The plaintiffs in the suit argue that the TMDL constitutes an unlawful federal implementation, impeding the states’ rights under the Clean Water Act to implement the plan as they see fit. The Court, however, rejected this argument, pointing out that TMDL implementation under the Act is divided between EPA and the states. EPA is clearly given authority to review and approve or disapprove of each state’s proposed process of TMDL implementation. EPA also has authority under the Act to ensure that federal NDPES permits are consistent with TMDL implementation and has authority to provide or withhold grant money to encourage implementation for non-point sources.

The plaintiffs also argued that the TMDL’s establishing the total load as the sum of waste load allocations from point sources and load allocations from non-point sources was improper because the Clean Water Act only authorizes EPA to establish the total maximum daily load. Here the court determined that the provisions of the Act left room for interpretation on this point. It then invoked the principle known as the Chevron rule, a two-step analysis established in the case of Chevron v. NRDC, 467 U.S. 837, 842 (1984). This rule provides, first, that if the rule is unambiguous and clearly authorized by statute, the Court will not overturn it. Second, if the rule or statute is ambiguous, deference to the agency’s interpretation will be given if that interpretation constitutes a “permissible construction,” i.e., if it is “reasonable.”

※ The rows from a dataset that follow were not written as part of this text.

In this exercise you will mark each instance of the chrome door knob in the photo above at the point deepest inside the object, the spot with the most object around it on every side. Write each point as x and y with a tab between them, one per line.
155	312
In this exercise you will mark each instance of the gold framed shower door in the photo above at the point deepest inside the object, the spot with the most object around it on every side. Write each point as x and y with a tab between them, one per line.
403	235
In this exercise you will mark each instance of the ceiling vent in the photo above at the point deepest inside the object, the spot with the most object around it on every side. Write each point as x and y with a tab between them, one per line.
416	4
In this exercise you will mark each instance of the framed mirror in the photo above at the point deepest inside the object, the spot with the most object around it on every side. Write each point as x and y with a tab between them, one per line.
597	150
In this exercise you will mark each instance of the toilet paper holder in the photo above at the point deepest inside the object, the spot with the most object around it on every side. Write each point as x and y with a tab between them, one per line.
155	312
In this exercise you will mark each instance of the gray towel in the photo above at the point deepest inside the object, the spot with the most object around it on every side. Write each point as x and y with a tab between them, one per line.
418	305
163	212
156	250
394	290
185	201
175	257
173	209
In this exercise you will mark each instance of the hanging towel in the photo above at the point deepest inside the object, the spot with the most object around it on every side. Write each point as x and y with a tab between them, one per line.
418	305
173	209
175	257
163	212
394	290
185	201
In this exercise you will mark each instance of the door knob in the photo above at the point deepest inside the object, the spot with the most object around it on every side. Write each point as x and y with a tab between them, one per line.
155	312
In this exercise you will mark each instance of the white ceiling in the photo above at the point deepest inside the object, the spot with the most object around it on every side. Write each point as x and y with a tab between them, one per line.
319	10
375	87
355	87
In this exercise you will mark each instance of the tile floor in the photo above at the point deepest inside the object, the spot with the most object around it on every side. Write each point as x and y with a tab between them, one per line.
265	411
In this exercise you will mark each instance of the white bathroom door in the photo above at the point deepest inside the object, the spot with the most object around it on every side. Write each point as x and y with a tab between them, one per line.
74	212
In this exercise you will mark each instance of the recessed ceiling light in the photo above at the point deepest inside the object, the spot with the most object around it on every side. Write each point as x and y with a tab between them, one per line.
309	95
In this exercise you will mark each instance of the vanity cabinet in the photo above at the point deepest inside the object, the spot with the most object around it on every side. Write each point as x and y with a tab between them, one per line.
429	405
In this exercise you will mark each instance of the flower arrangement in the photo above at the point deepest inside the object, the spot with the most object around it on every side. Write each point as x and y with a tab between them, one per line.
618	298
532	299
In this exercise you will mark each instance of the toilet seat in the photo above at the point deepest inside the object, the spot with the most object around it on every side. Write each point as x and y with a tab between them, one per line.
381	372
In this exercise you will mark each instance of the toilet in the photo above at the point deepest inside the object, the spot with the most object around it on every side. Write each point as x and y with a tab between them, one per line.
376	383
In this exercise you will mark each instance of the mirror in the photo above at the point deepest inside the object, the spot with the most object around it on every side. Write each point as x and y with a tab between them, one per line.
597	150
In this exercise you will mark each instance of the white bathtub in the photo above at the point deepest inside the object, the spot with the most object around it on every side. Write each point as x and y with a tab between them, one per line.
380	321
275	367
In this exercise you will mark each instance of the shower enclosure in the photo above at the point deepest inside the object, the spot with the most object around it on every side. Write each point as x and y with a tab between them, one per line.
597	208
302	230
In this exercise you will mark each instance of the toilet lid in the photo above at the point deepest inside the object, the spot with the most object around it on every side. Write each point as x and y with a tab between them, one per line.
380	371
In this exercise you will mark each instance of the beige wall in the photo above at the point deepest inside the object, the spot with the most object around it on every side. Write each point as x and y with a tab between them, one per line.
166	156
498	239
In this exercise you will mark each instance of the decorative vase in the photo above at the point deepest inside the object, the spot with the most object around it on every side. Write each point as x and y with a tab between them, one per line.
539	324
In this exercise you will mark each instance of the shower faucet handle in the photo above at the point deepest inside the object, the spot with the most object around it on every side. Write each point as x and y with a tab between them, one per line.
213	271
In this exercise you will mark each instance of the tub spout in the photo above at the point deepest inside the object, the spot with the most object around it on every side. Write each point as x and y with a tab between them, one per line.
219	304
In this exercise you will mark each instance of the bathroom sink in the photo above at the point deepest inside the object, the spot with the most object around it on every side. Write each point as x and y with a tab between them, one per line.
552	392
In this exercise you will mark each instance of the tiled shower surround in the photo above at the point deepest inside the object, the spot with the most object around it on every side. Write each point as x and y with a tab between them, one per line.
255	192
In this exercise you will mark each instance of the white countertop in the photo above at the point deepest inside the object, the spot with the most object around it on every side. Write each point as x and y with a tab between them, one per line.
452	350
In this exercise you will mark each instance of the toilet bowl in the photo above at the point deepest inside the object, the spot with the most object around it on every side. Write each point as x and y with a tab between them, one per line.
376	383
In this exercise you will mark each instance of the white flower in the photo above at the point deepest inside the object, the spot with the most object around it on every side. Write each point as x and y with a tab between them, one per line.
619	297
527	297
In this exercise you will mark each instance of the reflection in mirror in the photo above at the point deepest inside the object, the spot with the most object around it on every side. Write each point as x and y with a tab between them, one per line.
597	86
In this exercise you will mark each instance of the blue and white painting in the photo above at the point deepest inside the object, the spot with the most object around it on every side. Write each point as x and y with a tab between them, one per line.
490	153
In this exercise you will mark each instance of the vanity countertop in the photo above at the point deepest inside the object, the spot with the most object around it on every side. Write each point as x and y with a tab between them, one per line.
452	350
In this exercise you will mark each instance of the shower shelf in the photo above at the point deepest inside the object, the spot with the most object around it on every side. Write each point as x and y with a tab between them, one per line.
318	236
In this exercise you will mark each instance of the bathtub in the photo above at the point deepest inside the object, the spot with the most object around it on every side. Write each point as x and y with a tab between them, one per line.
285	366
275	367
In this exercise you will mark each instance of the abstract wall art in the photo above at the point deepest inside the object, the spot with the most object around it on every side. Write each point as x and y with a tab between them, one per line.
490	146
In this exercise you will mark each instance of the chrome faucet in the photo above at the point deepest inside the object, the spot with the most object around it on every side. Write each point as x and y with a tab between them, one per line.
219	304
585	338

The plaintiffs argued that the TMDL was too specific in designating load allocations for various sectors (including agriculture, stormwater, wastewater, forest, non-tidal atmospheric deposition, on-site septic and urban sectors) and for establishing waste load allocations for 478 individual permitted facilities. Citing the broad language of the statute and the complexity of establishing a TMDL for such a large watershed in seven different jurisdictions, the Court refused to find that the TMDL’s level of detail “crossed the line” into unlawful implementation. Similarly, EPA’s imposition of “backstop adjustments” to the Bay states’ implementation plans was held to be reasonable in the circumstances of this project.

Judge Rambo’s Memorandum Opinion granting summary judgment to EPA comprises approximately 100 pages and includes a thorough discussion of each aspect of the plaintiff’s arguments. The Court refused to disrupt a plan that resulted from decades of work among the jurisdictional governments and extensive public participation. Unless revised by an appellate court, the individual industries and business sectors affected by the limitations on discharges will remain bound by the TMDL and the Watershed Implementation Plans adopted by the states.